Renvoi aux 22 vous propose en cette fin d'année
une rétrospective critique de l'exercice écoulé, avec un bilan
parfaitement subjectif et non exhaustif de l'année rugbystique
2008, bref une forme d'inventaire dans le pré vert de l'ovalie
hexagonale.
Toulouse et le Pays de Galles équipes de l'année 2008
Sans
conteste, deux équipes méritent ce qualificatif : au plan national,
le Stade Toulousain, sacré champion de France en juin dernier,
après une finale somptueuse face à Clermont, couronnant une saison
remarquable. L'échec des rouge-et-noir en finale de la H Cup, pour
regrettable qu'il fut, n'entache en rien le parcours brillant des
hommes de Guy Novès. Cette équipe du Stade s'est nettement détachée
du lot des prétendants dans les dernières semaines du championnat.
Son succès en finale face à l'ASM (voir ci-dessous) a ravis les
amateurs
Au plan international, c'est le Pays de Galles qui reçoit de Renvoi aux 22 le titre d'équipe de l'année 2008. Les Diables rouges ne forment sans doute pas la meilleure sélection nationale, puisqu'ils ne sont pas parvenu à vaincre les All Blacks en novembre dernier. Mais ils pratiquent l'un des jeux les plus enthousismants qui soit, qui plus est efficace comme en témoigne le grand chelem lors du tournoi 2008. Ce n'est pas non plus un hasard si l'ailier de poche Shane Williams a été sacré joueur de l'année par l'IRB.
Heureux qui, comme Fred, a fait un beau voyage...
...puis est retourné plein d'usage et raison vivre parmi ses parents le reste de son âge.
Le retour du fils prodige Toulousain est sans doute l'un des événements les plus attendus de cette fin d'année. Frédéric Michalak, auréolé d'un titre en Currie Cup avec les Sharks de Durban, a donc remis son maillot rouge-et-noir (augmenté d'une taille compte tenu de la musculature prise par l'ouvreur Toulousain pendant son séjour Sud-Africain) sous le regard curieux de tous les amateurs de rugby français. Les débuts ne sont pas aussi tonitruant qu'attendus.
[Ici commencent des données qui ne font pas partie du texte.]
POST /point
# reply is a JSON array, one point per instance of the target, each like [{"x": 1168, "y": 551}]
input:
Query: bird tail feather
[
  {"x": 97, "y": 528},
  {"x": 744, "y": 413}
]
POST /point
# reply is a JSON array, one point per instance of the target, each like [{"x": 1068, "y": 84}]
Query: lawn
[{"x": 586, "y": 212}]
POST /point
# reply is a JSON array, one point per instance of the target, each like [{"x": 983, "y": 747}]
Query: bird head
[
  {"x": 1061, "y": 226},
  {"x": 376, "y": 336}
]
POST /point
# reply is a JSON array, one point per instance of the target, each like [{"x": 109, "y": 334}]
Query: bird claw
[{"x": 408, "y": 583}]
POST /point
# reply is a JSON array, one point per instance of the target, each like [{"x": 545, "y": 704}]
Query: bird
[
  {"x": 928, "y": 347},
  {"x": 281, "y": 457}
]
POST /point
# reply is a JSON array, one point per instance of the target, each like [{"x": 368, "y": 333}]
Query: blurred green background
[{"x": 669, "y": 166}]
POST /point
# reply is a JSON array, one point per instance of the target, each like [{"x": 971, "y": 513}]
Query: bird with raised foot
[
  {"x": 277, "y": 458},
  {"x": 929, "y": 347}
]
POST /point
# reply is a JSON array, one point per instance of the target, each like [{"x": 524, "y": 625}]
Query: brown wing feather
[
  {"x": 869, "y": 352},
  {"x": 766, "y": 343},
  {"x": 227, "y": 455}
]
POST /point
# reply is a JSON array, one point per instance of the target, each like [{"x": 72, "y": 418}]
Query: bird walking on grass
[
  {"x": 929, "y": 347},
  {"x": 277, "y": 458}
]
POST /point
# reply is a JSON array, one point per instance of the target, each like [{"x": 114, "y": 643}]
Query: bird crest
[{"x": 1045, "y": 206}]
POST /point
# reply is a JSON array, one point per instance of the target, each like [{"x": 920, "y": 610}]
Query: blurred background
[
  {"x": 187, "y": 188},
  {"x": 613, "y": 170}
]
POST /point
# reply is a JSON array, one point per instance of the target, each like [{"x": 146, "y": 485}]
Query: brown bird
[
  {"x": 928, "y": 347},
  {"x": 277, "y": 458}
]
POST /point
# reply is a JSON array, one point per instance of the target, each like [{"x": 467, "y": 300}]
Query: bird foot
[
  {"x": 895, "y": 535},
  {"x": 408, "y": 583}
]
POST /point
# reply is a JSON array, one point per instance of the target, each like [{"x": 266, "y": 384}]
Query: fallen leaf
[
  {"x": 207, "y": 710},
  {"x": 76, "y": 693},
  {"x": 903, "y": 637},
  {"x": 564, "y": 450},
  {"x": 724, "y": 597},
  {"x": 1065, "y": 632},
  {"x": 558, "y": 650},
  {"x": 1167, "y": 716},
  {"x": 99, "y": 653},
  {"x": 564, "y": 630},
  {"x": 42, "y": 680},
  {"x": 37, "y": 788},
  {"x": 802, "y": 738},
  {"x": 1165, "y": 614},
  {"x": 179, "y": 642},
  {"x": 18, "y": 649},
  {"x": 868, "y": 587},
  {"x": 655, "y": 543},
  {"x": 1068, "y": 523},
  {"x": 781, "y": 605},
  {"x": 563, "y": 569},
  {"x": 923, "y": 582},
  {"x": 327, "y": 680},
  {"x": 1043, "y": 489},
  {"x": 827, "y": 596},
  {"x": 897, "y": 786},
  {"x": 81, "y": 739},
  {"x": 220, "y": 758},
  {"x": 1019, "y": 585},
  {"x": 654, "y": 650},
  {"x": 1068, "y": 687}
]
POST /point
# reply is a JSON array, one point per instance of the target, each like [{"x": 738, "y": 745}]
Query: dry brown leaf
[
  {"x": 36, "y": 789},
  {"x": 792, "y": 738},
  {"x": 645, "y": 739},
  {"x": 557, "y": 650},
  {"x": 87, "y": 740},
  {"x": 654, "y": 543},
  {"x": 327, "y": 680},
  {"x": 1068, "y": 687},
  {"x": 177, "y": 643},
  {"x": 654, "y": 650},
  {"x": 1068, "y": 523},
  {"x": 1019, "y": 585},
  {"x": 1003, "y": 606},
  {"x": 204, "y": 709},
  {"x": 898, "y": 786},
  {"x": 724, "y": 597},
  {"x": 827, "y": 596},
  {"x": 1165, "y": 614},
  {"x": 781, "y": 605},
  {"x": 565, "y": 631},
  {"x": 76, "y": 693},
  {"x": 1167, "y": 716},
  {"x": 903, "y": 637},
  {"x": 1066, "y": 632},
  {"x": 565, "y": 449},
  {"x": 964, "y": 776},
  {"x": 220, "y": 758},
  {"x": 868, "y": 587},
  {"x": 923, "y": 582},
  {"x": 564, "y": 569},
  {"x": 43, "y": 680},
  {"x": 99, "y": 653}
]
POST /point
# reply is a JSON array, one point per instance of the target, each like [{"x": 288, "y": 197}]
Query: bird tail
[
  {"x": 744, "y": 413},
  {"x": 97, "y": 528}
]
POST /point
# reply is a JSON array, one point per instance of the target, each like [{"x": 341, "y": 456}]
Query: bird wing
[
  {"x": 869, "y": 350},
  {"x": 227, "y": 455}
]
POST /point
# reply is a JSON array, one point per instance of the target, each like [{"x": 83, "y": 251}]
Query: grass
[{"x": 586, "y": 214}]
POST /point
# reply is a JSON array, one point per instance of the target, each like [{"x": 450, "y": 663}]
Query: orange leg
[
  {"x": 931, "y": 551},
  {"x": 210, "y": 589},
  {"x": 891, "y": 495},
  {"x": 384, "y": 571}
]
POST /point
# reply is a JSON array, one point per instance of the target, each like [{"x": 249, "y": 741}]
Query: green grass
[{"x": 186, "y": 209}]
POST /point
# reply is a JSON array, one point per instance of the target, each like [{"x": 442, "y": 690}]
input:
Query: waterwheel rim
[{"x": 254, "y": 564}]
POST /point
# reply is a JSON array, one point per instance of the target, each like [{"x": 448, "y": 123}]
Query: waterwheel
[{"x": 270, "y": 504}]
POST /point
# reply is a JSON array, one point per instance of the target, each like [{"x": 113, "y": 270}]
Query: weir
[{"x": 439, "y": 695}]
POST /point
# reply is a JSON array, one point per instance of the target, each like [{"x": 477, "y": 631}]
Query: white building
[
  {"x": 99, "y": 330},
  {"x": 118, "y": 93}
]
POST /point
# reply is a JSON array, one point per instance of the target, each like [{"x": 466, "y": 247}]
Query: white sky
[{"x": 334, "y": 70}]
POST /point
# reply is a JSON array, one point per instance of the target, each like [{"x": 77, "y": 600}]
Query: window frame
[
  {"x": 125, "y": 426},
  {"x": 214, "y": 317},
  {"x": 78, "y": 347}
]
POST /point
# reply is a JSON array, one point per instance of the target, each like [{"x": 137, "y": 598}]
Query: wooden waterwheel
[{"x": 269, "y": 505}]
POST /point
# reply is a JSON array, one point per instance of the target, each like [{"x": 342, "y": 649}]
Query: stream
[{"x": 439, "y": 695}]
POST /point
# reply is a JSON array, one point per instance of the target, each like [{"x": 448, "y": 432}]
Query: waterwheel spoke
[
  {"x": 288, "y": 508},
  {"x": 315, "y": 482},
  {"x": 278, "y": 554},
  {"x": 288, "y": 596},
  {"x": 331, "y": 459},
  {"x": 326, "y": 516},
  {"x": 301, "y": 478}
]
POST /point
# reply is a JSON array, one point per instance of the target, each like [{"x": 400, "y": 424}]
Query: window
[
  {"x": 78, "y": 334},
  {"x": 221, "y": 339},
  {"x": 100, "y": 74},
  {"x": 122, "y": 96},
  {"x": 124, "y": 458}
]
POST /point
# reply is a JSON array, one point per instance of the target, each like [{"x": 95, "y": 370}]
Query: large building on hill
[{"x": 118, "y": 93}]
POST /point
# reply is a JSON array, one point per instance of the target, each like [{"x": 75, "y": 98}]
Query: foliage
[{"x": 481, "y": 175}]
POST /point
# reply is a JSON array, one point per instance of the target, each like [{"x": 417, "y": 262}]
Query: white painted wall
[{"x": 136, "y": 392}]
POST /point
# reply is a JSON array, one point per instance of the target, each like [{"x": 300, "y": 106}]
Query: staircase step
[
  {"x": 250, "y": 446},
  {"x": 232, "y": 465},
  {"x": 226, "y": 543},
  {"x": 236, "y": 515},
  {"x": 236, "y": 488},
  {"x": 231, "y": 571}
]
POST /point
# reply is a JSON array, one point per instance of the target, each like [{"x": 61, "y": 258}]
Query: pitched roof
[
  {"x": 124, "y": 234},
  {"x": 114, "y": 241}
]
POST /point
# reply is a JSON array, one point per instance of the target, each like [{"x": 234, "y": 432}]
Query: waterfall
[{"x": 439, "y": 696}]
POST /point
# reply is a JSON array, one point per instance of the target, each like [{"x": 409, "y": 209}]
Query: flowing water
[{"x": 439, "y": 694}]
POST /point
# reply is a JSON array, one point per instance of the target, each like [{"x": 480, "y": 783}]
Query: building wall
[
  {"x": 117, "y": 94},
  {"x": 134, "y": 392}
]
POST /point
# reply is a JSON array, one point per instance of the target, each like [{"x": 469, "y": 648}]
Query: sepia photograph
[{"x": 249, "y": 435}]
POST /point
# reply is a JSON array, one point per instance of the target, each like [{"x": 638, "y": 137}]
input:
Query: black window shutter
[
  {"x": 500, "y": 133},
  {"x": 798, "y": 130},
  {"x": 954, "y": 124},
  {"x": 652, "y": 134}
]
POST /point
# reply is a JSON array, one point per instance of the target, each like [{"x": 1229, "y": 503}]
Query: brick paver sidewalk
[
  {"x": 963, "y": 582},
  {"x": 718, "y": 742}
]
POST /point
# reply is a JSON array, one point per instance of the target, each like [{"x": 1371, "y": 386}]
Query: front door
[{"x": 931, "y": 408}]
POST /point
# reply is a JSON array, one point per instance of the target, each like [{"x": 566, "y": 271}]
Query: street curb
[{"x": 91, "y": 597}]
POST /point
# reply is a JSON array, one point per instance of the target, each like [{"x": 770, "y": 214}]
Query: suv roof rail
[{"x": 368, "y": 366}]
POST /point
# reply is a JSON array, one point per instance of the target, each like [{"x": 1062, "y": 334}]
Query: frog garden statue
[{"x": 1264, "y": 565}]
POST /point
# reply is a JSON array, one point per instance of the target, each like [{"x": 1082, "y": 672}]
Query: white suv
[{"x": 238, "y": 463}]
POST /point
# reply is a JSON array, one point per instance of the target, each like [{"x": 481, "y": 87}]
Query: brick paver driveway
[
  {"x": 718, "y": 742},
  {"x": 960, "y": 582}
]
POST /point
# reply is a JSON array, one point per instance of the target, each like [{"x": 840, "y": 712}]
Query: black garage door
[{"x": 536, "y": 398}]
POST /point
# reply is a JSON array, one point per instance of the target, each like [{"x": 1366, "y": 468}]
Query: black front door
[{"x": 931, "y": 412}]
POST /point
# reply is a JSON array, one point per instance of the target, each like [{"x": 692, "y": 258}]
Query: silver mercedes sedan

Les échecs de Frédéric Michalak dans l'exercice des coups de pieds ont provoqué des sifflets déplacés et incompréhensibles : fallait-il s'attendre à ce que quelques mois passés dans la franchise Sud-Africaine transforment le Toulousain en un buteur infaillible ? Evidemment non. En revanche, on a pu constater des progrès dans la gestion du jeu, au pied notamment, et en défense, qui constituait déjà un point fort de l'artiste. On souhaite le revoir en bleu, même si les sélectionneurs ont fait d'autres choix pendant son absence.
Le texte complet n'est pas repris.